Здесь–то и кроется объяснение необъяснимого на первый взгляд существования поэтов. Поэты чувствуют, как люди, но выражают эти чувства так, что все видят их тонкость и сложность. Поэты облекают в плоть и кровь несмелую утонченность толпы. Простой человек выразит сложнейшее чувство восклицанием: «А ничего паренек!»; Виктор Гюго напишет: «L'art d'etre grand pere» [114][115]; Маклер лаконично заметит: «Темнеть раньше стало…»; Йитс напишет «В сумерках» [116]. Моряк пробурчит что–то вроде: «Вот это да!..»; Гомер расскажет нам, как человек в лохмотьях вошел в собственный дом и прогнал знатных мужей [117]. Поэты показывают нам во всей красе человеческие чувства; но помните всегда, что это — человеческие чувства. Никто не написал хороших стихов о том, что дети отвратительны, сумерки нелепы, а человек, скрестивший меч с тремя врагами, достоин презрения. Эти мнения отстаивают интеллектуалы, или, иначе, умники.
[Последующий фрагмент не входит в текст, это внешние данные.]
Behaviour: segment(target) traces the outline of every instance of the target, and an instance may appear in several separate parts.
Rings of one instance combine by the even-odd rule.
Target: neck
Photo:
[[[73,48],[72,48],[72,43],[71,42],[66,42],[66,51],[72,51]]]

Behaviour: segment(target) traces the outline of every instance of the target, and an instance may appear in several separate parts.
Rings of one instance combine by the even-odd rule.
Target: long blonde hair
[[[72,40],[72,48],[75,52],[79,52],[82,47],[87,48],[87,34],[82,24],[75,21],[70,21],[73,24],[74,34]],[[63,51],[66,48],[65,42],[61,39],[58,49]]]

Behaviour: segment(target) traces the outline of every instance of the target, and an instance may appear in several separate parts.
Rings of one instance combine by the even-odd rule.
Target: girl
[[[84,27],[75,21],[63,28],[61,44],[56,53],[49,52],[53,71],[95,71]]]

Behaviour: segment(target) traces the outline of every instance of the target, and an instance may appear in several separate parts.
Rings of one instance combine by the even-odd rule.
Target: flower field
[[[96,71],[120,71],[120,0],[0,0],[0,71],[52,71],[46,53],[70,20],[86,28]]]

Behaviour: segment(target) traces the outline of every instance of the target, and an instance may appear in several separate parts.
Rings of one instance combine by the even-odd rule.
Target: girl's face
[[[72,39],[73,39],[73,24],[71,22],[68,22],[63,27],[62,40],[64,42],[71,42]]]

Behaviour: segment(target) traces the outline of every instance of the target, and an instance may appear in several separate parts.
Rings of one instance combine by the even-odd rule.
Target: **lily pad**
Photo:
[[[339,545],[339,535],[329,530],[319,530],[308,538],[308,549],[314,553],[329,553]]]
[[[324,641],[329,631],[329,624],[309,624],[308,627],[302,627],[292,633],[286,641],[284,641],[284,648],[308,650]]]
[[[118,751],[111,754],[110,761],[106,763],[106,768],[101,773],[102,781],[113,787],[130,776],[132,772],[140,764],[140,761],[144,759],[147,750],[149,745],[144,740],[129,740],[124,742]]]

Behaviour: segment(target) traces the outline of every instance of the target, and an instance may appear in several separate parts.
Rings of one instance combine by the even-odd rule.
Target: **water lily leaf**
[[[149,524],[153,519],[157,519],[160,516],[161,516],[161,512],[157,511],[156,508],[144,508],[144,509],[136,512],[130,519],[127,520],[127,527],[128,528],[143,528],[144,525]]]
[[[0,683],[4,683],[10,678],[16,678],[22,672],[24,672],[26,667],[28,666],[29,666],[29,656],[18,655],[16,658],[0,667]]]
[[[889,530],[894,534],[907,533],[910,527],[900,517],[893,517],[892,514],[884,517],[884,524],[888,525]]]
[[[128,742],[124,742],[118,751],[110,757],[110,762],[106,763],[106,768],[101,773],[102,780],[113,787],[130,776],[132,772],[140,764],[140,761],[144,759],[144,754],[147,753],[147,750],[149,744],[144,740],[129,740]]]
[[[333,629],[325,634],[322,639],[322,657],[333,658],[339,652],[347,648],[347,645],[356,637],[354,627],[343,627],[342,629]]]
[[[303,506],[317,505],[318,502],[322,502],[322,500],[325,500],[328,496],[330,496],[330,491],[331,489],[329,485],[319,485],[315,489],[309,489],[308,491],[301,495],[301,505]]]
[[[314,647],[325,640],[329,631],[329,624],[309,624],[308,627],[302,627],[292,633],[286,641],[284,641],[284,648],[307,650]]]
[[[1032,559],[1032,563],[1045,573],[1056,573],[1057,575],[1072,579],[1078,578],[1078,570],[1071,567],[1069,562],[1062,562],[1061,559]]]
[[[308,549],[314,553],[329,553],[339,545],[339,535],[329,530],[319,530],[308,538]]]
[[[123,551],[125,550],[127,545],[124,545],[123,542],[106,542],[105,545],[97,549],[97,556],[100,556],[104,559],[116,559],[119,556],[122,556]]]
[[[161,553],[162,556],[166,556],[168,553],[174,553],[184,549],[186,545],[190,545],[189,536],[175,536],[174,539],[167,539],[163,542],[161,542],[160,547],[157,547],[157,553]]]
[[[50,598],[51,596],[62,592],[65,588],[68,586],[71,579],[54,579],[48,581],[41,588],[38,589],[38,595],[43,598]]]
Поэты выше людей, потому что понимают людей. Нечего и говорить, что многие поэты пишут прозой — Рабле, например, или Диккенс. Умники же выше людей, потому что не желают их понимать. Для них человеческие вкусы и обычаи — просто грубые предрассудки. Благодаря «интеллектуалам» люди чувствуют себя глупыми; благодаря поэтам — такими умными, как и подумать не смели. Однако люди делают из этого не совсем логичные выводы. Поэты восхищаются людьми, раскрывают им объятия — и люди их распинают, побивают каменьями. Умники презирают людей — и люди венчают их лаврами. В палате общин, к примеру, много умников и немного поэтов. Людей там нет.